FDR had Americans feeling good enough about things that he could win overwhelming victories in 3 separate elections and win a fourth solidly when he was practically dead. That's a fact you simply cannot get around. He was not perceived as a failure by the electorate while he was in power.

Posted by: bart at May 7, 2005 10:15 AM

campaign for. It was quite easily defeated by the money interests.

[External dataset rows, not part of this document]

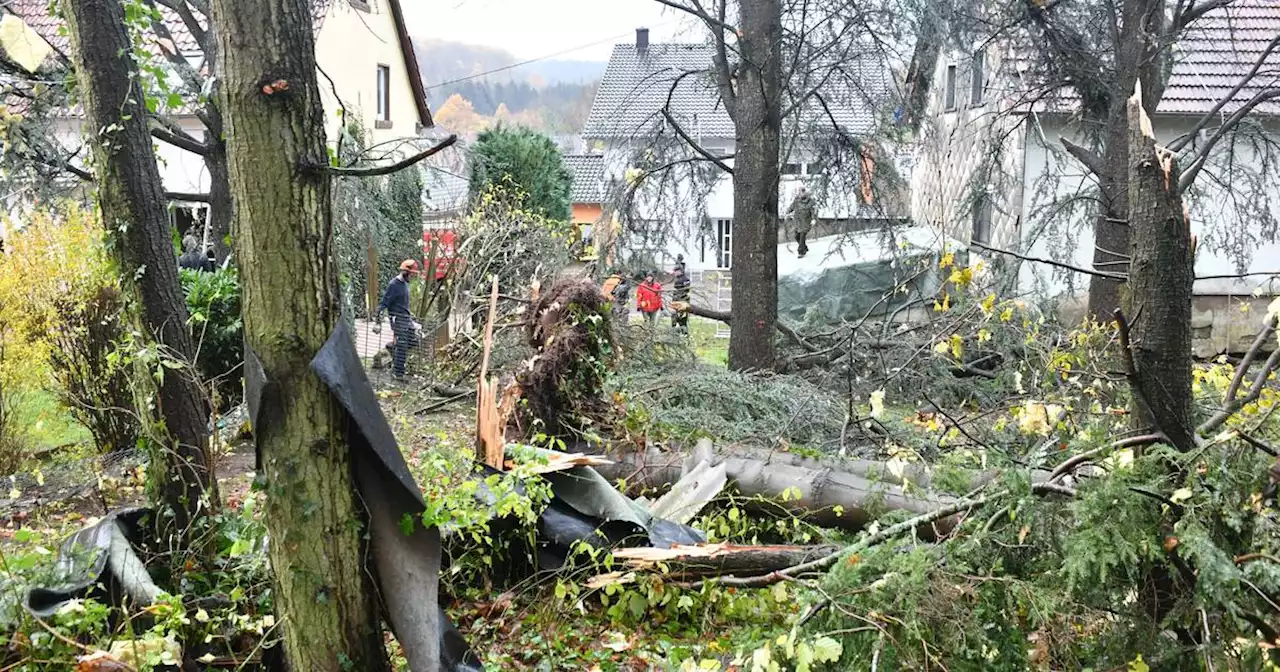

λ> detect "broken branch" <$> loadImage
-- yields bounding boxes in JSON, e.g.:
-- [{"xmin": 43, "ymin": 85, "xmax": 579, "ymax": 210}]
[{"xmin": 317, "ymin": 134, "xmax": 458, "ymax": 178}]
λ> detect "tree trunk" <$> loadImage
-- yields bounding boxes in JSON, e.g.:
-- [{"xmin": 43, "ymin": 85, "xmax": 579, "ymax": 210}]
[
  {"xmin": 1089, "ymin": 0, "xmax": 1170, "ymax": 323},
  {"xmin": 1128, "ymin": 85, "xmax": 1196, "ymax": 451},
  {"xmin": 1089, "ymin": 119, "xmax": 1129, "ymax": 323},
  {"xmin": 63, "ymin": 0, "xmax": 219, "ymax": 548},
  {"xmin": 728, "ymin": 0, "xmax": 782, "ymax": 371},
  {"xmin": 212, "ymin": 0, "xmax": 389, "ymax": 672}
]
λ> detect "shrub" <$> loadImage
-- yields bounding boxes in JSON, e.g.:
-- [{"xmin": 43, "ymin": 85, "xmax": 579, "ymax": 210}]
[
  {"xmin": 0, "ymin": 207, "xmax": 140, "ymax": 451},
  {"xmin": 333, "ymin": 124, "xmax": 424, "ymax": 315},
  {"xmin": 0, "ymin": 323, "xmax": 28, "ymax": 474},
  {"xmin": 49, "ymin": 284, "xmax": 142, "ymax": 452},
  {"xmin": 182, "ymin": 268, "xmax": 244, "ymax": 410}
]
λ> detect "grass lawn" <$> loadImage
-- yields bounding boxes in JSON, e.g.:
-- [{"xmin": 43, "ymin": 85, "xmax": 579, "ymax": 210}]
[{"xmin": 8, "ymin": 389, "xmax": 92, "ymax": 452}]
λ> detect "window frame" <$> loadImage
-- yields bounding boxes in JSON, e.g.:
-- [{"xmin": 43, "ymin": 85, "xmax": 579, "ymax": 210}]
[
  {"xmin": 969, "ymin": 193, "xmax": 996, "ymax": 246},
  {"xmin": 374, "ymin": 63, "xmax": 392, "ymax": 128},
  {"xmin": 942, "ymin": 63, "xmax": 960, "ymax": 111},
  {"xmin": 969, "ymin": 49, "xmax": 987, "ymax": 108},
  {"xmin": 714, "ymin": 218, "xmax": 733, "ymax": 270}
]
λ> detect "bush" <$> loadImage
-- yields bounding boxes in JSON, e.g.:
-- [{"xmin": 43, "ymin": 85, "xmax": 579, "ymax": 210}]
[
  {"xmin": 49, "ymin": 284, "xmax": 142, "ymax": 452},
  {"xmin": 333, "ymin": 125, "xmax": 424, "ymax": 315},
  {"xmin": 182, "ymin": 268, "xmax": 244, "ymax": 410},
  {"xmin": 0, "ymin": 207, "xmax": 141, "ymax": 451},
  {"xmin": 0, "ymin": 323, "xmax": 28, "ymax": 474},
  {"xmin": 467, "ymin": 127, "xmax": 573, "ymax": 220}
]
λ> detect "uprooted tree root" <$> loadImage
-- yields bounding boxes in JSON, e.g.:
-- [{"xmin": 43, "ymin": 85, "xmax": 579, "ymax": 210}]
[{"xmin": 516, "ymin": 279, "xmax": 613, "ymax": 435}]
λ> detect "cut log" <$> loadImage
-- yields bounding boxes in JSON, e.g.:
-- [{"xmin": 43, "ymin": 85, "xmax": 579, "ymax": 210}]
[
  {"xmin": 650, "ymin": 460, "xmax": 728, "ymax": 525},
  {"xmin": 595, "ymin": 442, "xmax": 1050, "ymax": 539},
  {"xmin": 613, "ymin": 544, "xmax": 838, "ymax": 579}
]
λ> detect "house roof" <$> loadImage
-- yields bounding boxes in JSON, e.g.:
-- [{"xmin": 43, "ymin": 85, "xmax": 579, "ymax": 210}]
[
  {"xmin": 4, "ymin": 0, "xmax": 433, "ymax": 127},
  {"xmin": 582, "ymin": 42, "xmax": 888, "ymax": 138},
  {"xmin": 564, "ymin": 154, "xmax": 604, "ymax": 204},
  {"xmin": 1016, "ymin": 0, "xmax": 1280, "ymax": 116},
  {"xmin": 1158, "ymin": 0, "xmax": 1280, "ymax": 114}
]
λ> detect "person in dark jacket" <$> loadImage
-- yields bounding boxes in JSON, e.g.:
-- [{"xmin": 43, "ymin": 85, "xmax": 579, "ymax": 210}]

There was never even a remote threat of socialism here. It's a hysterical claim made to give FDR some accomplishment, since he so obviously failed to deal with the reality.

Yes, he made people feel better and women had been given the vote. He was Harding in a wheelchair.

Posted by: oj at May 7, 2005 3:38 PM

FDR's electoral success does not mean his policies were successful. Jefferson, Madison, US Grant and others were successful in elections but their policies were not. Jefferson and Grant in particular could easily have been elected to 3rd terms.

I think it beyond reasonable argument that it was WW2 that ended the depression. FDR's policies at best provided "hope". Well, better than nothing but hardly the stuff of legend.

His decision to run again in 1944 was the most selfish, egotistical action in US political history. Only his cousin in 1912 is in the same league.